Will froze. Still in the same tone of voice, he said, “You mean his disability?”

Gabriel blinked. “What?”

“That’s what you called it. Back at the Institute. His ‘disability.’” Will tossed the bloody cloth aside. “And you wonder why we aren’t friends.”

“I just wondered,” Gabriel said, in a more subdued voice, “if perhaps you have ever had enough.”

“Enough of what?”

“Enough of behaving as you do.”

Will crossed his arms over his chest. His eyes glinted dangerously. “Oh, I can never get enough,” he said. “Which, incidentally, is what your sister said to me when—”

The carriage door flew open. A hand shot out, grabbed Will by the back of the shirt, and hauled him inside. The door banged shut after him, and Thomas, sitting bolt upright, seized the reins of the horses. A moment later the carriage had lurched forth into the night, leaving Gabriel staring, infuriated, after it.

“What were you thinking?” Jem, having deposited Will onto the carriage seat opposite him, shook his head, his silvery eyes shining in the dimness. He held his cane between his knees, his hand resting lightly atop the dragon’s-head carving. The cane had belonged to Jem’s father, Will knew, and had been designed for him by a Shadowhunter weapons maker in Beijing. “Baiting Gabriel Lightwood like that—why do you do it? What’s the point?”

“You heard what he said about you—”

“I don’t care what he says about me. It’s what everyone thinks. He just has the nerve to say it.” Jem leaned forward, resting his chin on his hand. “You know, I cannot function as your missing sense of self-preservation forever. Eventually you will have to learn to manage without me.”

Will, as he always did, ignored this. “Gabriel Lightwood is hardly much of a threat.”

“Then forget Gabriel. Is there a particular reason you keep biting vampires?”

Will touched the dried blood on his wrists, and smiled. “They don’t expect it.”

“Of course they don’t. They know what happens when one of us consumes vampire blood. They probably expect you to have more sense.”

“That expectation never seems to serve them very well, does it?”
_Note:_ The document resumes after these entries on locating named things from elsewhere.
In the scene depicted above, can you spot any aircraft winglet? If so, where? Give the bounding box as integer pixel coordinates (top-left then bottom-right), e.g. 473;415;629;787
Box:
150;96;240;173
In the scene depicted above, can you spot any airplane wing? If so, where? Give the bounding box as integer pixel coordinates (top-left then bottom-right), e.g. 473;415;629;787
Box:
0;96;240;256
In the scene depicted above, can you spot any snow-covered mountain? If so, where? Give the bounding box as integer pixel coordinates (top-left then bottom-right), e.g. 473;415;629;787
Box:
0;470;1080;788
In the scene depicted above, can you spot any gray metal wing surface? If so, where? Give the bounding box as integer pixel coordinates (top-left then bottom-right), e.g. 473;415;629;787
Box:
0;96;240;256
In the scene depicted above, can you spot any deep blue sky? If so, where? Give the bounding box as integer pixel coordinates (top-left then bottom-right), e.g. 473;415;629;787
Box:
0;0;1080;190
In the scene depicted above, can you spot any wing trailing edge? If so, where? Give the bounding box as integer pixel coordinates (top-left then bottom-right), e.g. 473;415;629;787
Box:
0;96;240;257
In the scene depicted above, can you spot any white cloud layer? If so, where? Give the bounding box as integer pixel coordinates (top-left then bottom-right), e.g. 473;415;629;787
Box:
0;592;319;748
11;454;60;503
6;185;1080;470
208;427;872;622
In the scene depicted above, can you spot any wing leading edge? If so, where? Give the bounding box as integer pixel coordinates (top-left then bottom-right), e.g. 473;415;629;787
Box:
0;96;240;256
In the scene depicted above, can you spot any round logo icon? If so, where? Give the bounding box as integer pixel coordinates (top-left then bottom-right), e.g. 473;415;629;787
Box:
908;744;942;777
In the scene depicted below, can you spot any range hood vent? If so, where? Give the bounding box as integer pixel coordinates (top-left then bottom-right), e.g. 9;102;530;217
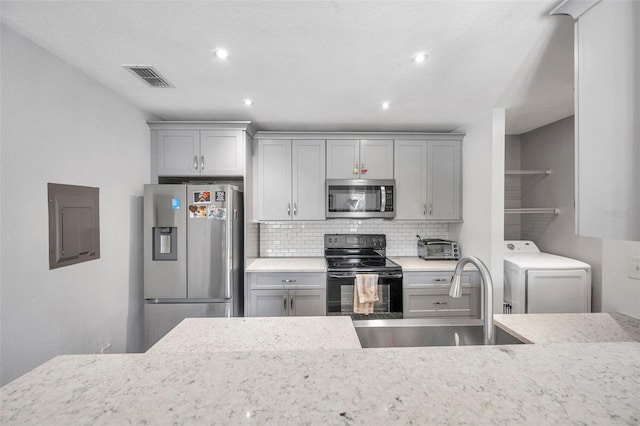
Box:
123;65;173;87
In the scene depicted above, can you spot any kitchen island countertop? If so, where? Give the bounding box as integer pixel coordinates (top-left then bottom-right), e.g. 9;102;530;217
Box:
0;342;640;425
245;257;327;272
493;313;640;344
147;316;361;353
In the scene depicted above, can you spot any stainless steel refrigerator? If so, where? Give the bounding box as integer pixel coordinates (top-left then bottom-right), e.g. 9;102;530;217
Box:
144;185;244;349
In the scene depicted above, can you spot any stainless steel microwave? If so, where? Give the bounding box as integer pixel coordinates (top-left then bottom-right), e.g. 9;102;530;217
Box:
327;179;396;219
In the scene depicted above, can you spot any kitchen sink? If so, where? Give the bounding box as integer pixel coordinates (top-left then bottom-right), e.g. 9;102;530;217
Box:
353;319;524;348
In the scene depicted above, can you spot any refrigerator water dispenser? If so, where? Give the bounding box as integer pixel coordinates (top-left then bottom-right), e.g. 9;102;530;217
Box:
153;227;178;260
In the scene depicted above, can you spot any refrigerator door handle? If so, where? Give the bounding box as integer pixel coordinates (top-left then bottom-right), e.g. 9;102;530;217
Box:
225;218;233;297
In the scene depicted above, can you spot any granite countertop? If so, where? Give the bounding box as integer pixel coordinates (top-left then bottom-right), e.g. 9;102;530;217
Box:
147;317;361;353
0;342;640;425
245;256;476;272
245;257;327;272
493;313;640;343
389;256;476;272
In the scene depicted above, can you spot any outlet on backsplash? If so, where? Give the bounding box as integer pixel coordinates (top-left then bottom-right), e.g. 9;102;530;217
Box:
98;342;111;354
628;256;640;280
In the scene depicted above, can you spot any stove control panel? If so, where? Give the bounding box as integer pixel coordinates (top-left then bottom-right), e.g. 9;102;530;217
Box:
324;234;387;249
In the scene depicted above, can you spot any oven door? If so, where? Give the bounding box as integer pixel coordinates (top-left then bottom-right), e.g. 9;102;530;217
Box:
326;180;395;218
327;271;402;319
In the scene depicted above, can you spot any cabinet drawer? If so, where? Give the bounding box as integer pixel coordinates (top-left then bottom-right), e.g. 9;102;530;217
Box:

“It hardly serves you, either.” Jem looked at Will thoughtfully. He was the only one who never fell out of temper with Will. Whatever Will did, the most extreme reaction he seemed to be able to provoke in Jem was mild exasperation. “What happened in there? We were waiting for the signal—”

“Henry’s bloody Phosphor didn’t work. Instead of sending up a flare of light, it set the curtains on fire.”

Jem made a choked noise.

Will glared at him. “It’s not funny. I didn’t know whether the rest of you were going to show up or not.”

“Did you really think we wouldn’t come after you when the whole place went up like a torch?” Jem asked reasonably. “They could have been roasting you over a spit, for all we knew.”

“And Tessa, the silly creature, was supposed to be out the door with Magnus, but she wouldn’t leave—”

“Her brother was manacled to a chair in the room,” Jem pointed out. “I’m not sure I would have left either.”

“I see you’re determined to miss my point.”

“If your point is that there was a pretty girl in the room and it was distracting you, then I think I’ve taken your point handily.”